David Coate Consulting (DCC) analyzed various interior acoustical aspects of the planned Dover Community Center, in Dover, Massachusetts.
DCC created an acoustical model of the Community Room which is based on the planned architectural finishes and corresponding surface areas as well as the room volume. The baseline treatment scenario consists of 459 sqft of 5/8” thick Armstrong Acoustabuilt, placed in a band around the room. Table 1 shows the input data and calculated Reverberation Time (RT60). The RT60 is the time in seconds it takes for reverberation to decay 60 decibels. Excessive reverberation can interfere with speech and cause other undesirable acoustical effects.
Table 1. Community Room Reverberation Time for Baseline Treatment
Figure 1 shows the baseline treatment option compared with Speech Interference (SI) criteria. The analysis shows that the baseline treatment option would not be sufficient to reduce reverberation below the SI criteria.
Figure 1. Community Room Reverberation Time for Baseline Treatment
Next, DCC modified the model to increase the surface area of Acoustabuilt to a total of 1260 square feet. This modification would cause the reverberation time to meet the SI criteria at frequencies 500 Hz and above. Reverberation at lower frequencies would cause the room to sound somewhat “boomy” but not interfere with speech since speech typically peaks in the mid-frequencies.
An acoustical model for the Fitness/Dance room was developed using the previously described methodology. The model assumes that the ceiling would be comprised of the 5/8” Acoustabuilt treatment, and with no Tectum treatment on the walls. Tectum was under consideration for wall treatment if necessary. Figure 2 shows the results of this analysis indicating that reverberation in this space would be under control with this acoustical treatment. The peak at 250 Hz is due to all surfaces having poor absorption at that frequency.
Figure 2. Fitness/Dance Room Reverberation Time
Flanking Paths Since a modest sound system would be used in this space for fitness, there is some concern for paths of that sound reaching the conference room and flex rooms via a flanking path through the attic. DCC modeled this assuming the 5/8” Acoutibuilt ceiling, a 5/8” GWB layer, 13” airspace 50% filled with mineral wool, and ¾” plywood on top of the rafters. Table 2 shows the model results and Figure 3 shows the result graphically. Figure 3 shows that the sound levels would be at NC 30, which is relatively low, but perhaps audible since it is above the threshold of hearing. Note also that the sound system sound pressure level, measured by DCC at another fitness room, is relatively high. Sound levels for this project could be set to be below this level to maintain the estimated level in adjacent rooms.

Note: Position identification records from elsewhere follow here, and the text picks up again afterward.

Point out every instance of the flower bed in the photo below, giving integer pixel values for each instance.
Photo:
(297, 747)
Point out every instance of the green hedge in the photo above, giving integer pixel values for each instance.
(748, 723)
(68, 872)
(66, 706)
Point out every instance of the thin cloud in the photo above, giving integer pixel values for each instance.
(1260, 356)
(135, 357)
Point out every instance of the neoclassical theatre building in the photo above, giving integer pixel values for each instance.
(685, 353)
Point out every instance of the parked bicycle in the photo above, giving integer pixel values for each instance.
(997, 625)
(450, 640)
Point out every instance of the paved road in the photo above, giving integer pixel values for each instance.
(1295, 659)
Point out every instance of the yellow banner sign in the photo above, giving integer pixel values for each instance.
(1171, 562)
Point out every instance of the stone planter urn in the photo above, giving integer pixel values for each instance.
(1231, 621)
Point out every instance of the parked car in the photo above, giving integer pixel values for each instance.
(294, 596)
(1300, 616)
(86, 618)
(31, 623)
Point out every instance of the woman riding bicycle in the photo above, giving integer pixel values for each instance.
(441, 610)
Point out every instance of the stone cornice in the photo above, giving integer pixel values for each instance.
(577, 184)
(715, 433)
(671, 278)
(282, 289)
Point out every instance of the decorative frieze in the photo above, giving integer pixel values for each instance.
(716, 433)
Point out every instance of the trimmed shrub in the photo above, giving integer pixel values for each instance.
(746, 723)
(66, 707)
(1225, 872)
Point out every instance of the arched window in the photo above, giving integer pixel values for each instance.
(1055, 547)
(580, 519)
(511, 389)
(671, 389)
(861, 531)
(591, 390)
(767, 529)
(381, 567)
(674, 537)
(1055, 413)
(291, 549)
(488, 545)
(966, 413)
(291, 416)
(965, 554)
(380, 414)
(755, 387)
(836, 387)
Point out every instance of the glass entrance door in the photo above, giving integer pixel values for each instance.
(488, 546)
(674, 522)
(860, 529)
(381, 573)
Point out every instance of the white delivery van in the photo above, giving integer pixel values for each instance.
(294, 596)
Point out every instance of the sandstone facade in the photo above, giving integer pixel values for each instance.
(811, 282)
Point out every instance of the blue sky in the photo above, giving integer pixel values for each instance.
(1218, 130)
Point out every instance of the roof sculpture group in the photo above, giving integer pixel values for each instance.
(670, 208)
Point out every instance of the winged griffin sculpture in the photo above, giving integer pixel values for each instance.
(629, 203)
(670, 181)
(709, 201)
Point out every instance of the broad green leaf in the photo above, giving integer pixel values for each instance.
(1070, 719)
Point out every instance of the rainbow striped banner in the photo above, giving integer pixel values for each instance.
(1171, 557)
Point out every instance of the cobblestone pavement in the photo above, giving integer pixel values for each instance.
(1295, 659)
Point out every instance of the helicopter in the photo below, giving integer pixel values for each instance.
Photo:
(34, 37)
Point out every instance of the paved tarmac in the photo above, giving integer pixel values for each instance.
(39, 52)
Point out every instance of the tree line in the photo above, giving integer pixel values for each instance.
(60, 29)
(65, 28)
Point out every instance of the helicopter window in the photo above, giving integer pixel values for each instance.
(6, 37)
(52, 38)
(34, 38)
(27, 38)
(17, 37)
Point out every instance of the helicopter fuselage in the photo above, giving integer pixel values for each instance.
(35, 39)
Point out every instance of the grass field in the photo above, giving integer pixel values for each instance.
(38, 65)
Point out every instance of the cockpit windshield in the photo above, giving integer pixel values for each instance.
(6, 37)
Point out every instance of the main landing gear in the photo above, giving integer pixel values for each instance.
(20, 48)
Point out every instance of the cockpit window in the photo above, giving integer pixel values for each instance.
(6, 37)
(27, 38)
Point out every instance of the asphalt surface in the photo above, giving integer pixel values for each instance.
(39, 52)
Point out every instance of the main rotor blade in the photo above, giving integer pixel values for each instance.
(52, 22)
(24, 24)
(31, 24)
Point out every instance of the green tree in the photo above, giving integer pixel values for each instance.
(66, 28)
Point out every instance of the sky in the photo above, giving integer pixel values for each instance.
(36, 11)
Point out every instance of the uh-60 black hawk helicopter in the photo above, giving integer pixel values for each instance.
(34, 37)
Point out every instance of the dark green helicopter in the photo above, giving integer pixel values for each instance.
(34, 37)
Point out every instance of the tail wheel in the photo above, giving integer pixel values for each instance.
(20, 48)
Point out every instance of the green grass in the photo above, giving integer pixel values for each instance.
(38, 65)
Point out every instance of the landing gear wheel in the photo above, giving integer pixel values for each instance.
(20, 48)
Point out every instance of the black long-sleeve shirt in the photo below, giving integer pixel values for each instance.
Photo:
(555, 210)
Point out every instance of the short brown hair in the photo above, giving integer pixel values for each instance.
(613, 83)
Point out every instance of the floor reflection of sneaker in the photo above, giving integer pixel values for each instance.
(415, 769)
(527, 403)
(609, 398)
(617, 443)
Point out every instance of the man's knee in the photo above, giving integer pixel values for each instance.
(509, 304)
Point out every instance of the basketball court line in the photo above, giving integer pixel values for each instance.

Table 2. Fitness/Dance Flanking Path Model Results
Figure 3. Estimated Fitness Room sound system level in Flex Room
Flex Rooms and Conference Room Since Figure 3 shows that the Fitness room sound system might be audible in the flex rooms and conference room, recommended treatments would include a 5/8” GWB ceiling with ACT beneath (to control room reverberation).
The recommended moveable partition (Modernfold Model Acousti-Seal #931) Transmission Loss is STC 50. The bulkhead for the partition should also be at STC 50 which is expected with four layers of 5/8” GWB with a four-inch airspace and cavity 50% filled with mineral wool.
Recreational Room (Gym)
The Recreational Room (Gym) was modeled using the previously described techniques, assuming TorisA (2.5” acoustical decking), GWB walls and linoleum on concrete floor. Figure 4 shows the results of this analysis which shows that the expected Reverberation Time is at or below the SI criteria, except in the high frequencies.
Figure 4. Recreational Room Reverberation Time
The wall separating the gym from the Parks and Recreation offices is planned to be 12” concrete masonry unit which is assumed to be hollow core. Figure 5 shows sound levels from the gym sound system in the offices assuming the same relatively high measured sound system level used in the previous analysis.
Figure 5. Gym Sound System Levels in Parks and Recreational Offices
The resulting gym sound system level in the offices would be relatively high (NC 40) with the 12” CMU. While the generous 12” separation provides good sound isolation, the hollow core blocks are relatively lightweight (compared with solid blocks) and the assumed sound system level is also relatively high. Figure 5 also shows the results of adding another 2x4 wall layer assuming 5/8” GWB and the cavity 50% filled with fiberglass batt. This results in a sound system level of NC 25 which is low and possibly masked by HVAC noise in the offices.
COA Offices Since there are no major noise producing activities adjacent to the COA offices, the walls of the offices should be specified at STC 50 which could be achieved by a wall construction of four layers of 5/8” GWB with a four-inch airspace and cavity 50% filled with mineral wool. Similarly, expected noise levels from flex room activities above are expected to be low, so a floor/ceiling assembly with similar construction to the walls should achieve STC 50. Acoustic ceiling tiles should achieve sufficient reverberation control for the COA offices.